Le gouvernement malien a maintes fois dénoncé, lors d’échanges diplomatiques et de déclarations officielles à l’ONU, le soutien de l’Algérie au terrorisme. Ces tensions se sont particulièrement aggravées après une dégradation brutale des relations entre les deux pays l’année dernière.

Le nord du Mali, épicentre des tensions régionales

Les frictions entre le Mali et l’Algérie trouvent leur origine dans le nord du pays, où des groupes terroristes et des milices touarègues défient l’autorité de l’État malien depuis plus de dix ans. Bamako accuse Alger de faciliter les mouvements de ces groupes en maintenant une politique permissive envers les militants opérant le long de sa frontière sud.

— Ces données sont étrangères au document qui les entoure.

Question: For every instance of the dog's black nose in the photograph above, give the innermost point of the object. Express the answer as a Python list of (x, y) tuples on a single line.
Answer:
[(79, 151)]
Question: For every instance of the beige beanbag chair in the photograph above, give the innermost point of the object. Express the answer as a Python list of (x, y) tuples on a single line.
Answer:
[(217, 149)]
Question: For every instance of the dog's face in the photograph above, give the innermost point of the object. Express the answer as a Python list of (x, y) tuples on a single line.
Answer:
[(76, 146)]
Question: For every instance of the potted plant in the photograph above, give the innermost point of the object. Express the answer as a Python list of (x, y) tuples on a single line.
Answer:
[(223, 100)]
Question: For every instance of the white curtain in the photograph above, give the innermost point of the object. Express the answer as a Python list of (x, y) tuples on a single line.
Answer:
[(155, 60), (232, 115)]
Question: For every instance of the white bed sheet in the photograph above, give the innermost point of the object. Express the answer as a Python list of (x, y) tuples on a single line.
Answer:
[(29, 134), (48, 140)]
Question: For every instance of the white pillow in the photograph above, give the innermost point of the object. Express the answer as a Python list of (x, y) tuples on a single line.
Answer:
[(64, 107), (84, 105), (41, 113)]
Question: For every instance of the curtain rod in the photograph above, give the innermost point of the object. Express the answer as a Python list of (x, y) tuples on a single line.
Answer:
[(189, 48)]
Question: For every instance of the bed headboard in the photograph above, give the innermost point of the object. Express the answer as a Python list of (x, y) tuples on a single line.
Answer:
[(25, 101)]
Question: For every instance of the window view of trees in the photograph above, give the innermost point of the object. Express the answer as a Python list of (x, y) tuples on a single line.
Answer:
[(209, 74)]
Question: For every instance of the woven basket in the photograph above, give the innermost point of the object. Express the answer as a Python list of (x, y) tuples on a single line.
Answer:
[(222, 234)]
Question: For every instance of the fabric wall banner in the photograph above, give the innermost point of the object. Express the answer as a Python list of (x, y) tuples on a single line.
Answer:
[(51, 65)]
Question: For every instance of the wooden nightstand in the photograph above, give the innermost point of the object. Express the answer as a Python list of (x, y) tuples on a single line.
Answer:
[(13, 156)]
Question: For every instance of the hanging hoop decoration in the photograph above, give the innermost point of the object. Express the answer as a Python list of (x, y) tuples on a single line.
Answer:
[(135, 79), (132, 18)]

En septembre de l’année dernière, le Premier ministre malien, Abdoulaye Maïga, a déclaré devant l’Assemblée générale des Nations unies que l’Algérie était passée du statut de partenaire dans la lutte antiterroriste à celui d’« exportateur de terrorisme » vers le Sahel.

Ces accusations se sont intensifiées après qu’un drone militaire malien a été abattu par les forces algériennes près de la frontière à la fin du mois de mars. Bamako a interprété cet incident comme une manœuvre délibérée visant à protéger des chefs terroristes ciblés par les opérations maliennes.

En représailles, le Mali, le Niger et le Burkina Faso ont rappelé conjointement leurs ambassadeurs à Alger et publié un communiqué commun accusant l’Algérie de soutenir le terrorisme.

Le Niger s’aligne sur les positions du Mali face à l’Algérie

Le Niger a régulièrement soutenu les positions du Mali dans ses différends avec l’Algérie. Les autorités nigériennes ont appuyé la riposte diplomatique malienne après l’incident du drone et ont exprimé leur solidarité avec Bamako face à ce qu’elles qualifient de terrorisme algérien.

Le chef de l’État nigérien, le général Abdourahamane Tiani, a déjà accusé plusieurs gouvernements étrangers de financer des attaques contre le Niger. Niamey, comme Bamako, considère l’Algérie comme un facteur de déstabilisation croissant dans la région.

Un clivage grandissant en matière de sécurité en Afrique de l’Ouest

Pour l’instant, le litige sur le rôle de l’Algérie illustre une fracture de plus en plus marquée dans la politique sécuritaire de l’Afrique de l’Ouest. Les régimes militaires du Sahel estiment qu’il est impossible de vaincre le terrorisme tant que des pays voisins adoptent, selon eux, des comportements permissifs ou déstabilisateurs sans aucune restriction.